Pesan yang ditinggalkan pada grup pada hari Sabtu tidak segera dibalas. Unjuk rasa menentang undang-undang “berdiri tegak” di Missouri diadakan sebelum dan selama konvensi NRA, meskipun upaya untuk membatalkan undang-undang tersebut tampaknya tidak mungkin dilakukan mengingat dukungan kuat undang-undang tersebut di badan legislatif yang dikuasai Partai Republik.
Direktur Eksekutif NRA Chris Cox membela undang-undang pertahanan diri tersebut pada pertemuan hari Sabtu, mengingat kasus Sarah McKinley, yang sendirian dengan bayinya di rumahnya di pedesaan Oklahoma ketika seorang penyusup bersenjatakan pisau berburu mendobrak pintu.
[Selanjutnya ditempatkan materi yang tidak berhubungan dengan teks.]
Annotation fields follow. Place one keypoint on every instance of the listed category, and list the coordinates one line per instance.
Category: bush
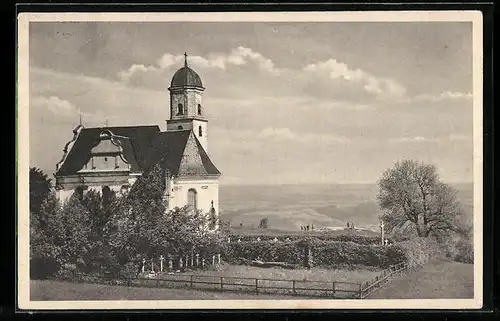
(464, 251)
(421, 250)
(264, 250)
(325, 253)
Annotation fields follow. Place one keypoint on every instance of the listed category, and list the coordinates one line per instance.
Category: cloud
(381, 88)
(444, 96)
(55, 105)
(235, 57)
(440, 139)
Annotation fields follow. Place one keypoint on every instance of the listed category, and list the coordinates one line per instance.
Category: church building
(114, 158)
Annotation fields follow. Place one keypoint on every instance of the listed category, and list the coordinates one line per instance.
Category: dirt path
(436, 280)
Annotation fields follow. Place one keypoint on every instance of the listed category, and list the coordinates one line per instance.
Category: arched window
(192, 199)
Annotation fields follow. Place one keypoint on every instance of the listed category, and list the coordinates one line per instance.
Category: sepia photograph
(322, 160)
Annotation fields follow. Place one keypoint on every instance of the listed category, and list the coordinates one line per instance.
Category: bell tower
(186, 104)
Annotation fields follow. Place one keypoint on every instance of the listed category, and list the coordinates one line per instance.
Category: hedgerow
(325, 253)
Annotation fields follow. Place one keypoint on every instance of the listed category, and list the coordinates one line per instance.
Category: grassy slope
(236, 230)
(65, 291)
(436, 280)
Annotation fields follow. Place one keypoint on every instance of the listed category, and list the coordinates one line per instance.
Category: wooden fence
(328, 289)
(369, 287)
(333, 289)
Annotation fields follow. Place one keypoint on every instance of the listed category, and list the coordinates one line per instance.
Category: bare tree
(412, 192)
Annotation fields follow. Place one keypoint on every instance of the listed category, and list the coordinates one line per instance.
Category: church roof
(186, 77)
(88, 138)
(143, 147)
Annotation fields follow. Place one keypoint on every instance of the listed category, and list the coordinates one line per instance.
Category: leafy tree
(44, 253)
(412, 194)
(40, 186)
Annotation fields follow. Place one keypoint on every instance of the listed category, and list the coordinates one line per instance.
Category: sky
(287, 103)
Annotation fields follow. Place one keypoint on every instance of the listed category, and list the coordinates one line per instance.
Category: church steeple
(186, 103)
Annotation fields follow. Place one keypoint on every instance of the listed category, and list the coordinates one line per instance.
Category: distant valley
(287, 207)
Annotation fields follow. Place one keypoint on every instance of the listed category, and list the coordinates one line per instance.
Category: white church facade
(114, 158)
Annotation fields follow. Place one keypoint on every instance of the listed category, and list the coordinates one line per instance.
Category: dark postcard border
(8, 297)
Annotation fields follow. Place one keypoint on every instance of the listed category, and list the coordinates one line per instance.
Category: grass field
(436, 280)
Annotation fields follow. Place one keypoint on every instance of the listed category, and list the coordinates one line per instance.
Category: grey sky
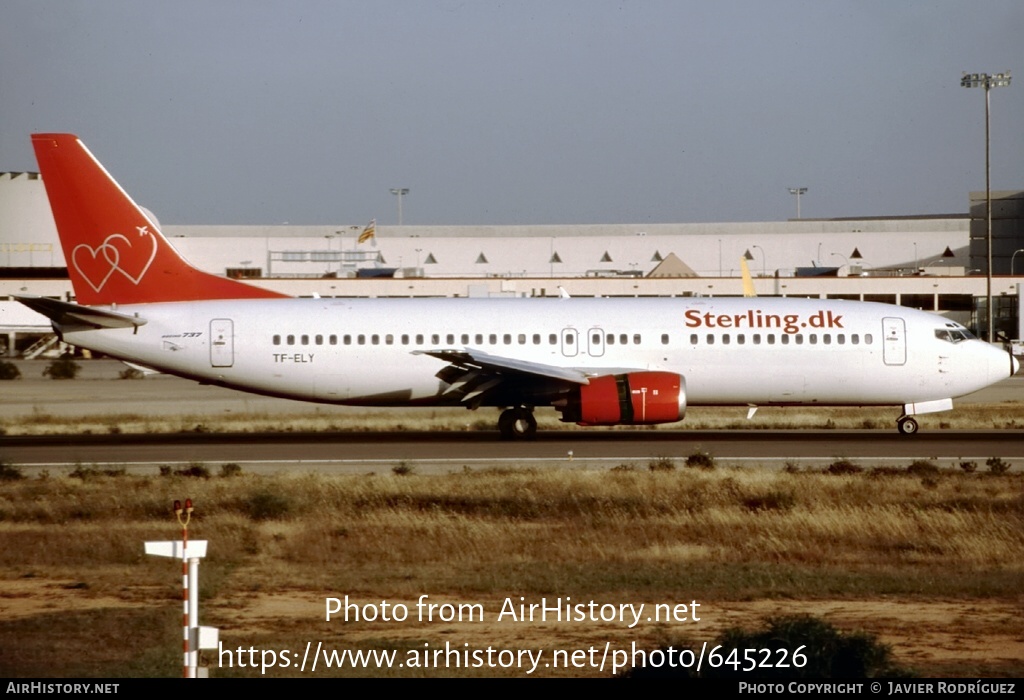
(505, 113)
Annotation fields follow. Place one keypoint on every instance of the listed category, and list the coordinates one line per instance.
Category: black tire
(906, 426)
(517, 424)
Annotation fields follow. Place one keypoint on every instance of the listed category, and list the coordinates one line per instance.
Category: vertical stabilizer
(115, 253)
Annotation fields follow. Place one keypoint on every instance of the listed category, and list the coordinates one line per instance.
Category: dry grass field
(932, 562)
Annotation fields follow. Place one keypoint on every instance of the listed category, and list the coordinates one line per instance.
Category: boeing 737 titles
(598, 361)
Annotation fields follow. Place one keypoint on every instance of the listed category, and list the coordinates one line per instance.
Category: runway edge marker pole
(195, 637)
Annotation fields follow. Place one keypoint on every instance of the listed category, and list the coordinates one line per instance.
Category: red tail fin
(115, 253)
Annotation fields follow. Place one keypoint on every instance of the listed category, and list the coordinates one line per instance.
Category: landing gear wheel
(517, 424)
(906, 426)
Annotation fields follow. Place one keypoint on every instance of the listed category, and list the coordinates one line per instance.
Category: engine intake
(634, 398)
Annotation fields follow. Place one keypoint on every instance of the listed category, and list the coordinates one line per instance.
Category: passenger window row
(451, 339)
(782, 339)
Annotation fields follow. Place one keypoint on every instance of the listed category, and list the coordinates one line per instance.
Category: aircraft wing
(472, 375)
(75, 317)
(476, 359)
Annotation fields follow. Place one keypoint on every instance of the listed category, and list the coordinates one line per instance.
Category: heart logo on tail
(116, 254)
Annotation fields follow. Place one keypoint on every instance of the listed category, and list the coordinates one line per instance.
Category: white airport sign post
(195, 637)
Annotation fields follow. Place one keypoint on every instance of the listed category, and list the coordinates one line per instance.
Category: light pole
(763, 260)
(988, 82)
(1021, 250)
(399, 192)
(840, 255)
(798, 191)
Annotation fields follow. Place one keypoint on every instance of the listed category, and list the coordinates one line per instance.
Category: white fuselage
(730, 350)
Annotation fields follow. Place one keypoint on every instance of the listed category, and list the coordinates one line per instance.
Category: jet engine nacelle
(634, 398)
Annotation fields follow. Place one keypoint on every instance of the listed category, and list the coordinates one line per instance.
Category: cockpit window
(952, 334)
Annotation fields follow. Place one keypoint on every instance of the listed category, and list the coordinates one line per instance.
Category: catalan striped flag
(369, 232)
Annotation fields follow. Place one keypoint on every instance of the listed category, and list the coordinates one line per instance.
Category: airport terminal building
(936, 263)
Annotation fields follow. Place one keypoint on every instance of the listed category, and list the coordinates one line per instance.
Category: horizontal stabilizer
(69, 317)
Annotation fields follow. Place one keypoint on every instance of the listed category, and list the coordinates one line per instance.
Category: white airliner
(598, 361)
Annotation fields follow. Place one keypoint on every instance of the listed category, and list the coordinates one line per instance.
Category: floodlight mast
(399, 192)
(798, 191)
(987, 81)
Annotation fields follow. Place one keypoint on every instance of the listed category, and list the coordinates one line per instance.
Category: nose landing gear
(906, 425)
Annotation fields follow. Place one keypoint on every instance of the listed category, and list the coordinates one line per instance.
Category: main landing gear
(906, 425)
(517, 424)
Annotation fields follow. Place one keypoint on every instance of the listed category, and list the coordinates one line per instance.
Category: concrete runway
(432, 451)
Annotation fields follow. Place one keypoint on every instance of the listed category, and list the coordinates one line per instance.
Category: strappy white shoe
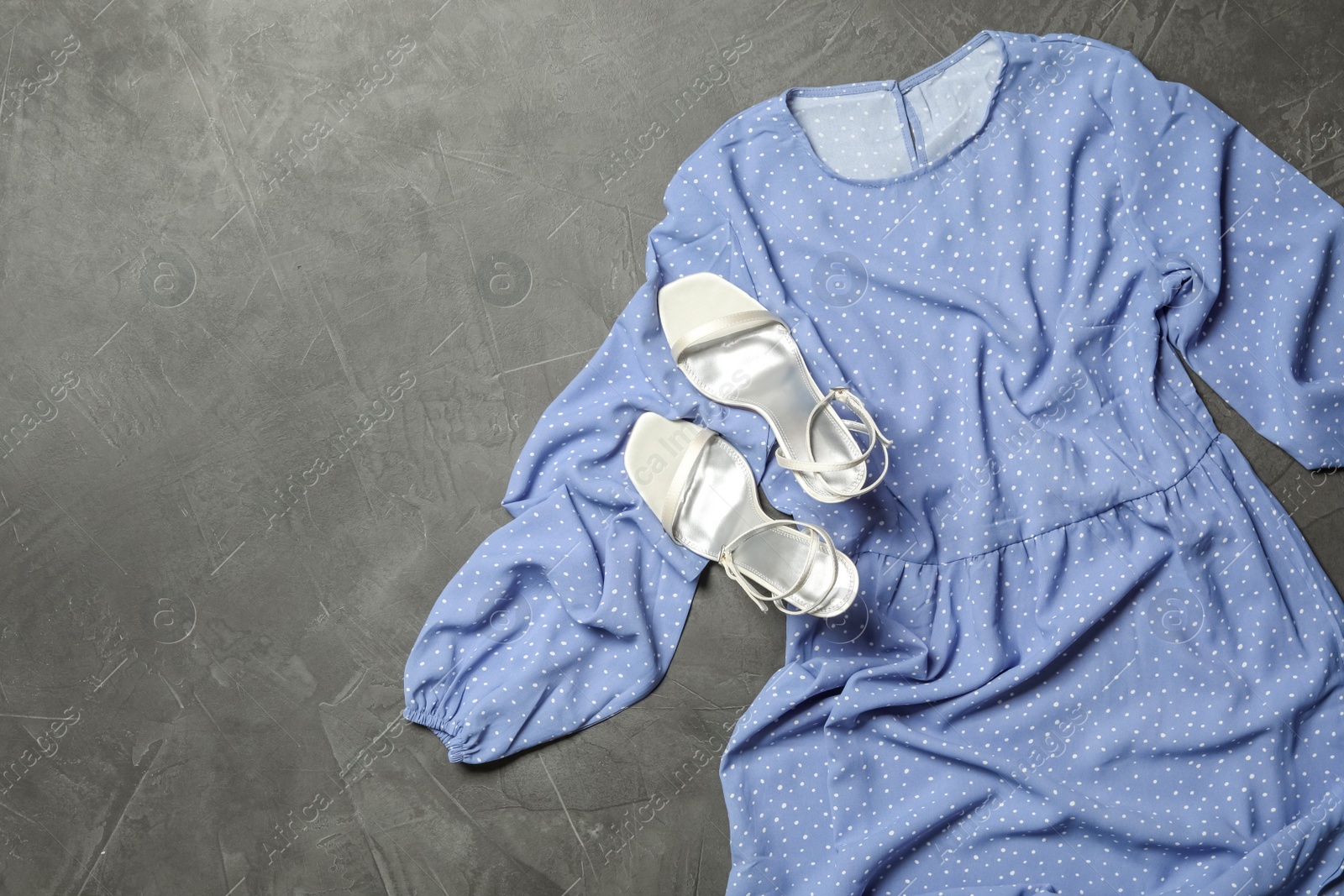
(739, 354)
(703, 492)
McKinley menembak dan membunuh pria itu.
“Doktrin Castle benar-benar dapat menyelamatkan hidup Anda,” kata Cox.
Zimmerman, 28, mengatakan kepada polisi bahwa dia diserang oleh Martin dan yakin dia tidak punya pilihan selain menembaknya untuk membela diri. Keluarga remaja tersebut yakin Zimmerman menjadikan Martin sebagai tersangka karena dia berkulit hitam. Ayah Zimmerman berkulit putih dan ibunya berkebangsaan Hispanik.
Berdasarkan pemberitaan The Associated Press.